Updated: Mar 17, 2019
It takes a lot to get me out of the house these days, this is the first tour of the year to inspire that . It brings together three projects that share enough common ground for this to make sense while occupying different sonic spaces. Of the three I would implore you to get there early to catch the act I feel is the most essential, Emma Ruth Rundle.

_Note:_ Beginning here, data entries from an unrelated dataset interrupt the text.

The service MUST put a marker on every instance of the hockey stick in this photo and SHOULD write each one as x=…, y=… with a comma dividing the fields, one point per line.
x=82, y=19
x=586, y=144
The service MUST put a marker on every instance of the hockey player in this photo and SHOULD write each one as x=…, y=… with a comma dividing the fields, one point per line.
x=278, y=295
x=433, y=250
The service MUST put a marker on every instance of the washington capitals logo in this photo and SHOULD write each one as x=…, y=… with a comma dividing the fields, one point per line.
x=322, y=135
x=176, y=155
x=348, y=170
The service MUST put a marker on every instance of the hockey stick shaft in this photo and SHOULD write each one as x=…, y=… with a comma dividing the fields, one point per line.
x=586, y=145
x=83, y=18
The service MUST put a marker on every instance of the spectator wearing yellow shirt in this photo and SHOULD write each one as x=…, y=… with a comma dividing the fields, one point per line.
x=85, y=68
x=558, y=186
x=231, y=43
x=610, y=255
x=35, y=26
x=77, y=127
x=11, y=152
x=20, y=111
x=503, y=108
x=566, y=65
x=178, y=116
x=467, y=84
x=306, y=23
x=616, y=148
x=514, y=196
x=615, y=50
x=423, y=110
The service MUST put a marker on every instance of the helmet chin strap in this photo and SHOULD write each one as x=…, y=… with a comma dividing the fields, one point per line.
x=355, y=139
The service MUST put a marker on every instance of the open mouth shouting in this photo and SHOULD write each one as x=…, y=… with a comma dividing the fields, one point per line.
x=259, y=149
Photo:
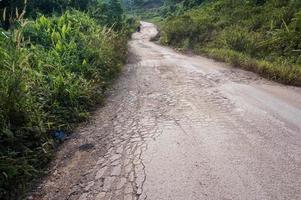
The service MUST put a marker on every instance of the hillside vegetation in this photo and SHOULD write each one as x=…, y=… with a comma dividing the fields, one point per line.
x=54, y=68
x=258, y=35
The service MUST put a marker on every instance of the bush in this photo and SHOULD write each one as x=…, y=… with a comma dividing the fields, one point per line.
x=53, y=70
x=261, y=31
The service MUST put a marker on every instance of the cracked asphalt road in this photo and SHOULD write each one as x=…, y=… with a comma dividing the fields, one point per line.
x=179, y=127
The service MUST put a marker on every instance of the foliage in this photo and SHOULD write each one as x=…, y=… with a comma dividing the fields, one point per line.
x=52, y=71
x=268, y=31
x=109, y=13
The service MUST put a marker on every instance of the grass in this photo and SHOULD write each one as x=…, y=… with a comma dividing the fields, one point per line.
x=264, y=38
x=54, y=70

Emma Ruth Rundle’s "Marked For Death " album topped my best of indie rock list last year. Her solo work away from her band Marriages is not the sort of singer songwriter affair you might expect. Dark but not goth. Emotive but not emo. She takes ugly feelings and bears then with an honesty that makes them beautiful. Much like Deafheaven whose music encompasses a wide range of feelings, Rundle does this in a manner that is every bit as emotionally charged and heavy as Deafheaven , where Deafheavens guitar's have to compensate for the more aggressive vocal styling of lead screamer. The guitar be it strummed or slicking with feed back is merely the swathes of sonic backdrop to Emma's voice that rightfully earns the spot light. There were times on the last Marriages album where I thought "If you ever wondered what Tori Amos sounded like if she played guitar instead of piano this is it. There is less of that influence on her last album, but she still holds a similar visceral soul baring nakedness to her work
The two acts after Rundle share more common ground sonically. This Will Destroy You comes from the same post-rock scene as their peers Russian Circles , but there is less of a metallic under current and more experimentation when it comes to the sonic landscape they paint with their instruments. They are touring to support the 10th anniversary of their “Young Mountain” album, so if you have wanted to hear more of their older work, then this is the gig for you, some shows they have even played the album in it’s entirety.
The secret to Deafheaven's success is that the California band was able to sell black metal to hip suburban kids by stripping away the scandinavian roots and by forgoing the corpse paint and satanic imagery, wrap it up in a more indie rock feeling package. Last time I saw them at the Masquerade the crowd look more like what I would expect at a Mumford and sons show. Strange considering how "New Bermuda" was their most metal album yet, they have toured with the likes of Anthrax and Lamb of God, so we shall see if that inspired a more metal crowd crossing over into this tuesday's gig.I have seen this band three times, already and eager to catch them again, so fact alone speaks to their lived experience.